Monday, November 23, 2015

Millennial Shakespeare Mini Paper!

Shakespeare’s plays have been adapted thousands of times from generation to generation, each with updated settings, plot points, and concepts to mirror the values of the current society and critique social issues, as Shakespeare’s works did with Elizabethan England— setting Romeo and Juliet in Verona, California with mobsters; reversing the racial roles of Othello into an all-black cast with a white Othello; transforming Twelfth Night’s Viola from a shipwrecked girl working for a duke into a high school soccer player. While these updated adaptations offer unique insights into the cultures that produce them, they often draw their lines solely from the original text. Therefore, the changes these adaptations make to Shakespeare’s work focus on changing settings, music, and costumes; the emphasis is on the spectacle of theatre and film rather than on the text itself. However, there is a growing niche of Shakespeare adaptations in a variety of mediums that toy not just with elements of staging and production, but with the text as well. Because the text is considered as some of the finest English work, changes to the text are widely discouraged. Modernizing the text is recent trend that has been growing as the millennial generation has begun discovering Shakespeare. When changes to the text with the intent of modernizing it occur, they are often critiqued as simplifying timeless classics for the lazy readers of today. However, I argue that 21st century adaptations of Shakespeare that translate the text into modern terms include our changing, growing millennial vocabulary, similar to Shakespeare’s invention and inclusion of many then-new words and phrases.
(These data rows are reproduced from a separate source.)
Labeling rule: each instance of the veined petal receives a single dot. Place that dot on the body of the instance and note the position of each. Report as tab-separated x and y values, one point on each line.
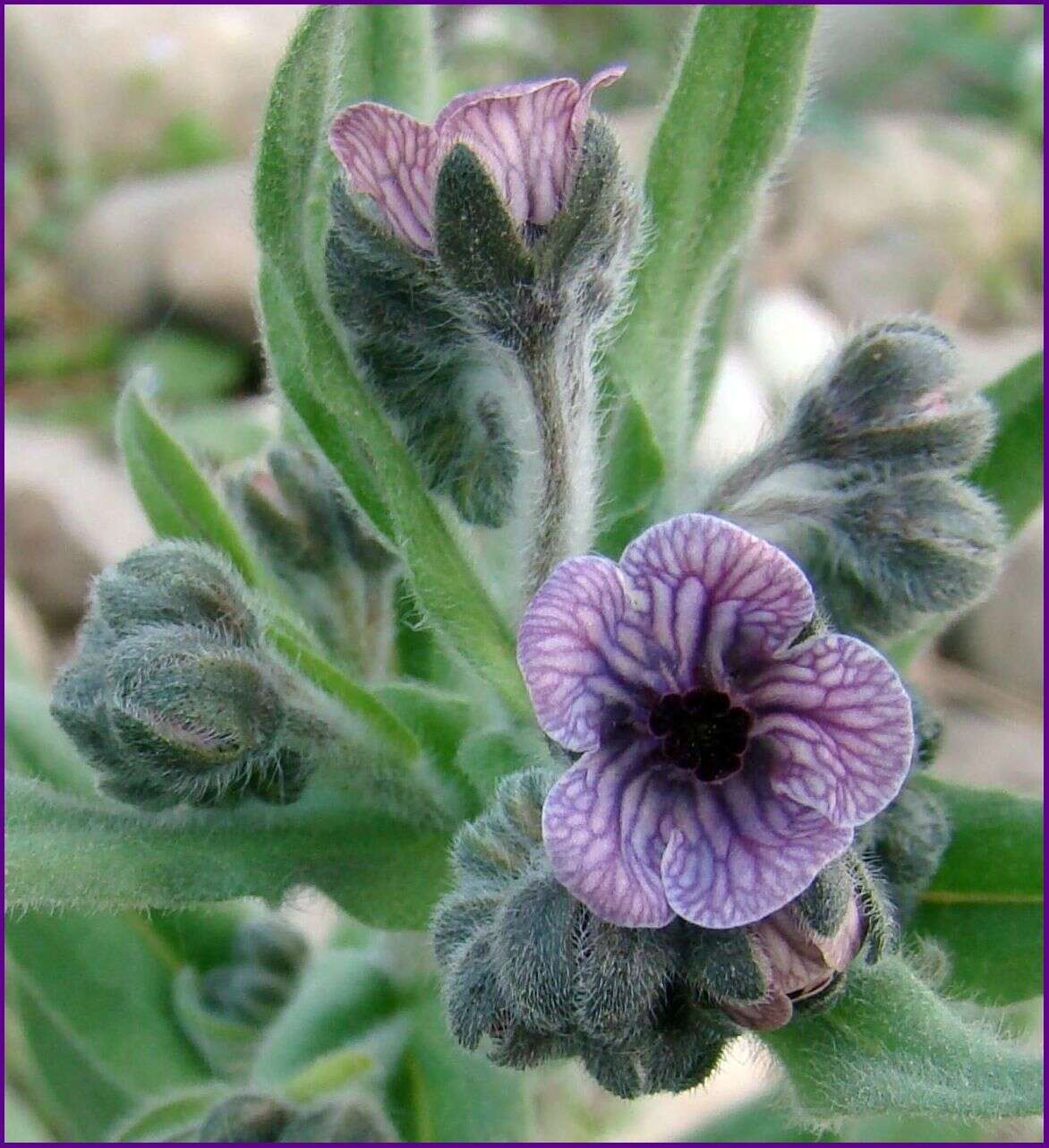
578	652
715	597
527	134
739	851
394	158
602	827
837	727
First, I will examine Shakespeare’s infamous wordplay. He prolifically generated new words, compound words, and phrases that have become commonplace, traditional-sounding English words. We rarely trace them back to their origins nor realize how untoward the caliber and frequency of his new words. Understanding how Shakespeare “simultaneously mauled and energized [the English language] with such brilliance and such brio” allows us to the revolutionary aspect of such wordplay— never before had words been combined in such innovative ways (Prose 1).
Then I will explore the changing language of Shakespearean adaptations, both formal and informal. I plan on drawing parallels between current modernizing of the texts and Shakespeare’s original remixing of the English language and explaining that doing so is a tribute to Shakespeare’s wordplay rather than a desecration of the best English writing.
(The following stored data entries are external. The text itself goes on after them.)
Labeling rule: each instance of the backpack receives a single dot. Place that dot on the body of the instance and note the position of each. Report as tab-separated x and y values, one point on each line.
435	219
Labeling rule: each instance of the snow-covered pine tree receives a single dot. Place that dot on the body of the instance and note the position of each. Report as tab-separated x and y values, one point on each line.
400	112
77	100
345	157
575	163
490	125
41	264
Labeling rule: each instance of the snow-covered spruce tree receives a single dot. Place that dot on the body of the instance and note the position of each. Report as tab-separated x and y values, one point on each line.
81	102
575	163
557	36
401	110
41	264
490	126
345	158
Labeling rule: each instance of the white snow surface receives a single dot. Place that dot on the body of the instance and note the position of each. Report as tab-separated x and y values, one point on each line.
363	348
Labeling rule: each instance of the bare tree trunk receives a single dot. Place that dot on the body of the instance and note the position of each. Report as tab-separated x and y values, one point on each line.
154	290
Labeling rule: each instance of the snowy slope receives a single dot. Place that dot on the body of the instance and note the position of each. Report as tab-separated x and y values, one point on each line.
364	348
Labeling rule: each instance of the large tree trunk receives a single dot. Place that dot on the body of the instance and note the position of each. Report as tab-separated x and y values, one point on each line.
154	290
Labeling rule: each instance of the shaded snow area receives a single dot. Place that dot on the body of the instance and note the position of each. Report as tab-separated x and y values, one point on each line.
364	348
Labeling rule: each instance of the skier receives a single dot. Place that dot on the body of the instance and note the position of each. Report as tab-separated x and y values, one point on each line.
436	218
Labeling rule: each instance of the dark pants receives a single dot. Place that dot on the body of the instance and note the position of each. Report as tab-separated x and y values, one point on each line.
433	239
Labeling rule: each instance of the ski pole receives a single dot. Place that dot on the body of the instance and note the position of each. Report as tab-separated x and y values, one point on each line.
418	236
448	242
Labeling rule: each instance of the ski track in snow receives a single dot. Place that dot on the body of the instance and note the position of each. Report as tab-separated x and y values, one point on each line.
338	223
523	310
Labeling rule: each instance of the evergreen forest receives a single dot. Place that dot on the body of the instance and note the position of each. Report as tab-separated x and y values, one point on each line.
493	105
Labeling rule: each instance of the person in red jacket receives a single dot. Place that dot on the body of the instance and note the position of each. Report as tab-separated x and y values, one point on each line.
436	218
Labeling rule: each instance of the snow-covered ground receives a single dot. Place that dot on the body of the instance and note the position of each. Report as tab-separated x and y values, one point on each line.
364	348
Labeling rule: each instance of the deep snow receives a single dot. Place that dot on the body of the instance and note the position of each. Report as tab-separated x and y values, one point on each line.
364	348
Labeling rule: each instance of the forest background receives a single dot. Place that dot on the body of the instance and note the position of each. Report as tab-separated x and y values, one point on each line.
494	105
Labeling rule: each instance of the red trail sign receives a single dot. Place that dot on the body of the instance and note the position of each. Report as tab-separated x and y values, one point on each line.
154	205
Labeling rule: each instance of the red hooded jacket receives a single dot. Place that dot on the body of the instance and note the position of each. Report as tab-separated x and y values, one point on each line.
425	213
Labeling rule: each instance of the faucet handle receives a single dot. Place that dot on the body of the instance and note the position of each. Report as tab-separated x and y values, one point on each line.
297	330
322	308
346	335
From there, I plan on explaining the impact of modernizing Shakespeare’s language and how it used in schools to make his works more interesting, accessible, and enjoyable for young adults. I plan on looking at Twitter and Facebook posts in the style of Shakespeare (particularly exchanges between Romeo and Juliet characters written by students as part of their high school projects), the YOLO Juliet project, Sassy Gay Friend, and Oregon’s Shakespeare Festival project to modernize five plays texts’ and perform them in 2016. As Aaron Scott explains about modernizing the text, “Playwright Kenneth Cavandar says that people came up to him after the world premiere of ‘Timon of Athens’ at the Alabama Shakespeare Festival in 2014 to say this was the first time they’d fully understood the Bard” (Scott 4).
Bibliography
Benet, William Rose. “William Shakespeare.” Benét's Reader's Encyclopedia. 3rd ed. New York: Harper & Row, 1987. Print.
Mabillard, Amanda. “Why Study Shakespeare? The Reasons Behind Shakespeare's Influence and Popularity.” Shakespeare Online. 20 Aug. 2000. Web. 23 Nov. 2015.
Prose, Francine. “‘Everything Is Illuminated’: Back in the Totally Awesome U.S.S.R.” New York Times. The New York Times Company, 14 Apr. 2002. Web. 23 Nov. 2015.

Scott, Aaron. “Oregon Shakespeare Festival To Modernize Shakespeare's Canon.” OPB News. Oregon Public Broadcasting, 28 Sept. 2015. Web. 23 Nov. 2015.